3. **Morris Sensitivity:**
- **Concept:** Morris Sensitivity is a global sensitivity analysis method that assesses the impact of small variations in individual features on the model's output.
- **How it works:** It involves perturbing one feature at a time while keeping other features constant, observing how the output changes, and quantifying the sensitivity of the model to each feature.
- **Interpretation:** A higher Morris Sensitivity value indicates a greater impact of the feature on the model output.

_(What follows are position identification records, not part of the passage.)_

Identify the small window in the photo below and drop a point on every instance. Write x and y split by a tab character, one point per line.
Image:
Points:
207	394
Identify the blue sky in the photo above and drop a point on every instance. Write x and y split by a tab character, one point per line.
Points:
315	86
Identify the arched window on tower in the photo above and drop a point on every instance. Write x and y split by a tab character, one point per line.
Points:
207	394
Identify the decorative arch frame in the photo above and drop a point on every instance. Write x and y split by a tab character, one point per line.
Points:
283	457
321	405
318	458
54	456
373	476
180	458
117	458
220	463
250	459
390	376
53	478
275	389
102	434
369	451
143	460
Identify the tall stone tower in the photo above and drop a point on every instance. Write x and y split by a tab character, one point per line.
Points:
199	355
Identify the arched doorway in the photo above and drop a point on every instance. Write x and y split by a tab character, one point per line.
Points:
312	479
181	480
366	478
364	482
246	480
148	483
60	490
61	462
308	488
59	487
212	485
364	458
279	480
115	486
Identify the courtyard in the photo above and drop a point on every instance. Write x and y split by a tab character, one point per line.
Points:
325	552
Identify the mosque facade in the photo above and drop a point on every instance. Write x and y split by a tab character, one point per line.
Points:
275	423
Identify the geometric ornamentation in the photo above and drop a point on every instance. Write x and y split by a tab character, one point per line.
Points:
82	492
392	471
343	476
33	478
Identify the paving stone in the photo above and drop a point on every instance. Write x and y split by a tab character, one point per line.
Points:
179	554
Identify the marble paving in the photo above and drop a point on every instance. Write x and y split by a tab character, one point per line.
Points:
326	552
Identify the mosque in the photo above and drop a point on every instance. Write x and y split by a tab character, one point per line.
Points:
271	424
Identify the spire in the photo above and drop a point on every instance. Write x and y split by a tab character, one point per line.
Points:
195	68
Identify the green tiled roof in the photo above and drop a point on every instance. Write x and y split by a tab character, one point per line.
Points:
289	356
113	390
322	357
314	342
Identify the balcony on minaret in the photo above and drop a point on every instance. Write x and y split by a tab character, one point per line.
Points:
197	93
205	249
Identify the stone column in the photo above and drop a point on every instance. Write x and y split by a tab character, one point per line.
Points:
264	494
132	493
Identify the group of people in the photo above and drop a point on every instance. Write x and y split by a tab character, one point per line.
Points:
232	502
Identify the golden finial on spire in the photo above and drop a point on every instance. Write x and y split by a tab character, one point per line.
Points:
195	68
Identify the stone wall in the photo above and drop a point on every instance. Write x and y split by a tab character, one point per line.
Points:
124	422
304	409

4. **LOFO (Leave One Feature Out):**
- **Concept:** LOFO evaluates the impact of leaving out each feature one at a time on the model's performance.
- **How it works:** It systematically removes each feature, re-trains the model, and measures the change in performance metrics (e.g., accuracy, AUC) to understand the importance of each feature.
- **Interpretation:** A larger decrease in performance when a specific feature is left out suggests that the feature is more critical for the model's predictions.

**Assumptions:**
- **SHAP Values:** Assumes that features interact cooperatively.
- **Permutation Importance:** Assumes that the change in model performance is solely due to the importance of the feature.
- **Morris Sensitivity:** Assumes small variations in individual features.
- **LOFO:** Assumes that leaving out a feature impacts the model's performance.

### Q: Why are the results from the XGBoost Feature Importance different from the results of the DNN?
XGBoost relies on decision trees, where each feature's importance is determined by its contribution to the reduction in impurity (Gini) in the decision tree nodes. Results in a clear and interpretable feature importance. On the other hand, DNNs are non-linear models, making them harder to interpret.

**In cybersecurity:**

The text discusses the number of packets with payload as a common feature, and asserts that the results vary based on the type of Feature Importance algorithm used.

- **Permutation Importance:** identifies the time between each package sent as having the most influence.
- **Shap:** identifies backward communication starting with subflow or packet size as having the most influence.
- **Morris Sensitivity:** the minimum payload size has been identified as having the most influence, which is reasonable given that it is an IoT dataset and consistency in the minimum payload size is crucial.
- **LOFO:** despite being mentioned after several other features, another proposition suggests that the payload size, including the packet header size, has more influence.

Understanding each feature with XGBoost is possible, but it becomes challenging with NN due to the varying results obtained from different techniques. Nevertheless, the packet consistently yields the same result across all techniques.

This highlights the importance of considering the interpretability of models, especially when dealing with complex neural networks, and understanding that different interpretability techniques may yield divergent results. The consistency in the interpretation of the "packet" feature across various techniques adds confidence to its significance in the context of the cybersecurity dataset.